BACKGROUND: Computed tomography (CT) may be useful for increasing the diagnostic yield of transbronchial lung biopsy (TBLB). However, only a few studies with small sample sizes have reported the diagnostic utility of CT-guided TBLB and the factors affecting the diagnostic accuracy of CT-guided TBLB are not well known. We evaluated the diagnostic yield of CT-guided TBLB and associated factors.
METHODS: CT-guided TBLB was performed in 59 patients. Both conventional fluoroscopy and CT were used in all patients for TBLB. The biopsy forceps were advanced toward the lesion under conventional fluoroscopic guidance. CT was used to check whether the forceps were in the correct position.
RESULTS: The average diameter of the lesions was 3.1 ± 1.0 cm. The biopsy forceps correctly reached the lesion in 43 patients by real-time CT. A diagnosis was made in 42 patients, and the overall diagnostic yield was 71.2%. The sensitivity for malignancy was 85.7%. In multivariate analysis, the only factor associated with diagnostic yield was forceps position assessed by CT scan (adjusted odds ratio 53.31; 95% confidence interval 5.31, 535.27; P = 0.001).
CONCLUSION: CT-guided TBLB is a useful diagnostic tool for pulmonary nodules or masses. The correct positioning of biopsy forceps using CT is valuable for successful CT-guided TBLB.

Introduction

Bronchoscopic procedures are used to visualize the tracheobronchial tree and obtain specimens of abnormal lesions. Transbronchial lung biopsy (TBLB) by either blind methods or under fluoroscopic guidance is a well‐established method that has been used for more than 30 years. However, small and peripheral lung lesions are difficult to diagnose using these procedures.1, 2 The overall diagnostic yield of conventional fluoroscopic TBLB varies from 18% to 75%.3, 4, 5, 6, 7

Percutaneous transthoracic biopsy with computed tomography (CT) leads to a better diagnostic yield for peripheral lung lesions and pneumothorax is the most common complication.8, 9, 10 Endobronchial ultrasound (EBUS)‐guided TBLB also has a higher diagnostic yield than TBLB with conventional fluoroscopy for peripheral and small lung lesions.11, 12, 13 However, EBUS‐guided TBLB cannot be applied without the use of expensive endoscopic ultrasound systems or skilled operators.

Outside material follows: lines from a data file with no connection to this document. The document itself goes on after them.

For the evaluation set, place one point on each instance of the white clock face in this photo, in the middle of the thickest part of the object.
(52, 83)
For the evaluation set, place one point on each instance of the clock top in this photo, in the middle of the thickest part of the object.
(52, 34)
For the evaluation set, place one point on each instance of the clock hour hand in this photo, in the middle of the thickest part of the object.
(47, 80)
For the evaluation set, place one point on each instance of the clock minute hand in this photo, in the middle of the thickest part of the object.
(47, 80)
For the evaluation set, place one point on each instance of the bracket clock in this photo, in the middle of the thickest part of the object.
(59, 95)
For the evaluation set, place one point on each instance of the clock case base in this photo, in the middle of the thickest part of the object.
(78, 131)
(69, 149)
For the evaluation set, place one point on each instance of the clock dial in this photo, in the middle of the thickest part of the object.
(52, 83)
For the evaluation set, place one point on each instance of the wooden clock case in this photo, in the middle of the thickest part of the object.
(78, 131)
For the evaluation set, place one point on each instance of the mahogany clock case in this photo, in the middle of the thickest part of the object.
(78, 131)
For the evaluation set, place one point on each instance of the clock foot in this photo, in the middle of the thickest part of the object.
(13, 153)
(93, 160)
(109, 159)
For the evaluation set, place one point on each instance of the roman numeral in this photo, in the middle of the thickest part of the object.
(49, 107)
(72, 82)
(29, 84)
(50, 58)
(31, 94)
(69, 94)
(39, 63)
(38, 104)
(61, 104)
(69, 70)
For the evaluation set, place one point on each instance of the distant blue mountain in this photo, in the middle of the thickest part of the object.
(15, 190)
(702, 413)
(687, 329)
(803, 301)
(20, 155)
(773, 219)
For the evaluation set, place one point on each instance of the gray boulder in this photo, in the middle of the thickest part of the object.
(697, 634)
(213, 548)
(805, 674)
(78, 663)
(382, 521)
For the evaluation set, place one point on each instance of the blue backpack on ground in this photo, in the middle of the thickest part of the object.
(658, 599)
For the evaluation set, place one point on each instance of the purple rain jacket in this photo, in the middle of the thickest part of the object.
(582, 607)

Previous studies have reported a higher yield of CT‐guided TBLB than conventional TBLB.14, 15, 16, 17 However, these studies had small sample sizes, and few have evaluated the factors associated with the diagnostic yield of CT‐guided TBLB. Therefore, we evaluated the diagnostic yield of CT‐guided TBLB and associated factors.

Methods

Study subjects

We retrospectively evaluated a total of 59 patients from January 2013 to April 2015. Chest CTs were performed in all patients before the bronchoscopic procedure. Only patients with measurable nodules or masses in the chest CT were included in the study. We measured lesion size as the longest cross‐sectional diameter. We also determined the location of the lesion in the upper, middle, or lower lobe. Air‐bronchus sign was defined as air‐filled bronchus surrounded by fluid‐filled airspaces in the lesion. Distance from the hilum to the lesion was calculated by Pythagoras theorem. Horizontal distance was measured as the shortest distance from the hilum to the lesion. Vertical distance was calculated as the product of the number of CT slides from the lesion to the hilum and the thickness of the CT scan. Horizontal and vertical distance was applied to Pythagoras theorem to calculate the distance from the hilum to the lesion. Both conventional fluoroscopy and CT were used in all patients scheduled for TBLB. Informed written consent was obtained from all patients before bronchoscopic procedures. The Institutional Review Board of National Health Insurance Service Ilsan Hospital approved this study.

Bronchoscopic procedure

Patients received 0.5 mg of intramuscular atropine and 50 μg of intramuscular fentanyl before procedures. Dexmedetomidine (0.7 mg/kg/hour) was continuously infused during the procedure for sedation. The bronchoscope (240, P240, 40, P40; Olympus; Tokyo, Japan) was inserted through the nose into the trachea and bronchus. Patients received intranasal oxygen and breathed spontaneously during the procedure. Oxygen saturation, blood pressure, and electrocardiography were monitored in all patients.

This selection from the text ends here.